Tom refuses to stay stagnant over the summer and fall behind. The problem is that Tom also refuses to forget that he's being ignored. Allegedly. Perhaps something happened. Perhaps she found out. Or forgot him. Is he that forgettable? Is the time and energy and a...attention that he spent on her so easily thrown away?

If he could write first, he would. Unfortunately he has no owl of his own, and no means to get one. He has no guardian to take him to any public owlery, and absolutely no real money to spend on a decent one for himself anyways (those sickles need to be saved, dammit). He could borrow one of his classmates' owls and use them to send to Ximena instead...Alas, that's tricky for a multitude of reasons. 'But my letters are all read by the Abbess. I can't disguise my words...She already suspects something strange about this school.' Cursed woman. Tom hasn't ever met her, and he already despises her. Would his letters be intercepted? Even if they weren't, he can't expect that any of his classmates' owls would be able to make the trip to Ximena, and then come back for his reply to their owner and then fly over back home. Poor exhausted creatures, he'd be raising suspicion immediately.

Oh, he could be open about it. Ask Abbas or Nemesis for an owl to borrow in order to write to someone...Without a doubt, they would help him.

But then they would ask questions.

Is it too much to ask to keep Ximena all to himself? Surely not.

So he waits.

Everyday, he goes through the motions of his routine. He wakes, eats, plays by himself in a corner of the yard, studies his books until lunch, eats a miserable lunch, retreats to his room to read (or prepare for an adoption interview, depending on the day), fiddle with the charmed bracelet, and then sit down at dinner.

After dinner would depend entirely on whether the matron was feeling generous or not: sometimes she allowed the children and workers to gather in the main room and listen to her radio. The music and programs were a nice change of pace, but Tom likes the shows the best. The acting and suspense in every broadcast always has him on the edge on his seat for more...When he was younger, he wished he could meet the radio stars. Be their friends and go on their show.

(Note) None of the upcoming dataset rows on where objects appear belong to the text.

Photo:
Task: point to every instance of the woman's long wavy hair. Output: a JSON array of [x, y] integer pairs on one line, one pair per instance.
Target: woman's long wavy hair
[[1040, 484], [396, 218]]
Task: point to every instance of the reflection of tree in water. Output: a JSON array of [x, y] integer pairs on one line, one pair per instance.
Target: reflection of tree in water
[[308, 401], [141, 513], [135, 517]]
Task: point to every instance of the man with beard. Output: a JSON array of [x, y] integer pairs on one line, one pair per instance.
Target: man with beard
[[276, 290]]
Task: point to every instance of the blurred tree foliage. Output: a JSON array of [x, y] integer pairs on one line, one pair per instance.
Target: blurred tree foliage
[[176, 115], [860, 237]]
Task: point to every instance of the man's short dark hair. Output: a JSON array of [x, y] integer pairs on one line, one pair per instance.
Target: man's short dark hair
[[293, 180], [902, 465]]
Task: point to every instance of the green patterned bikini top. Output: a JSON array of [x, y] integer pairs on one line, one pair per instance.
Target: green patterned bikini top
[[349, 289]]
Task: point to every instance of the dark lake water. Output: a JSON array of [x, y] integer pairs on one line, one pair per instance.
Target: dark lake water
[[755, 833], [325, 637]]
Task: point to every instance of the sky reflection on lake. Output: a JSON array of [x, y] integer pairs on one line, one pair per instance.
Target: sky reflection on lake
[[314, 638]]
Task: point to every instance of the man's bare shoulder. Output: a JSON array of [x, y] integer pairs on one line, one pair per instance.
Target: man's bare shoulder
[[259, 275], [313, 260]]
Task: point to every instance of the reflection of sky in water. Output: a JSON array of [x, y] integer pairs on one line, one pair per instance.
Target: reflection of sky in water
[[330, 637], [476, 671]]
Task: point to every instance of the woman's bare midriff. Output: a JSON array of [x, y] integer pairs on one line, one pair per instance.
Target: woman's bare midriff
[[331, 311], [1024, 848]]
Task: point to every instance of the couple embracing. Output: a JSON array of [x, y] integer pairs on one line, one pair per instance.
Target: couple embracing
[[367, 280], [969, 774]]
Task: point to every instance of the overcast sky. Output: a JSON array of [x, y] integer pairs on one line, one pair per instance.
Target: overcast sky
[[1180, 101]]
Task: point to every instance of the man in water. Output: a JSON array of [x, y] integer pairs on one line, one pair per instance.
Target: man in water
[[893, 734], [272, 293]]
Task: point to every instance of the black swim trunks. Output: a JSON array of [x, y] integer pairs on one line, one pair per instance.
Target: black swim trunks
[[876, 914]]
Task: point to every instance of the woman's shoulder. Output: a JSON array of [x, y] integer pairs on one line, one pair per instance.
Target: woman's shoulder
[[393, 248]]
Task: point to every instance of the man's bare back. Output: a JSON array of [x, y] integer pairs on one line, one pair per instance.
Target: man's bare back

He wanted to show them his room.

But the closer September 1st comes, the more the radio talks of war.

His fellow orphans speak excitedly about it and, perhaps shamefully, so does he: none of them have any real concept of war. To them, war is a game to be played during a recess. With the old, feathered playing cards that have passed through many hands. The adults, on the other hand, speak lowly about it when they think the children aren't listening. They are old enough to remember the last war. One of them lost their brother, another a husband, another a son. The groundskeeper of Wool's, an older man with a heavy limp, was injured in Marne (the first and second battle.) He's the one who worries the most, because when the broadcasts speak of Hitler, Tom sees his hands tremble.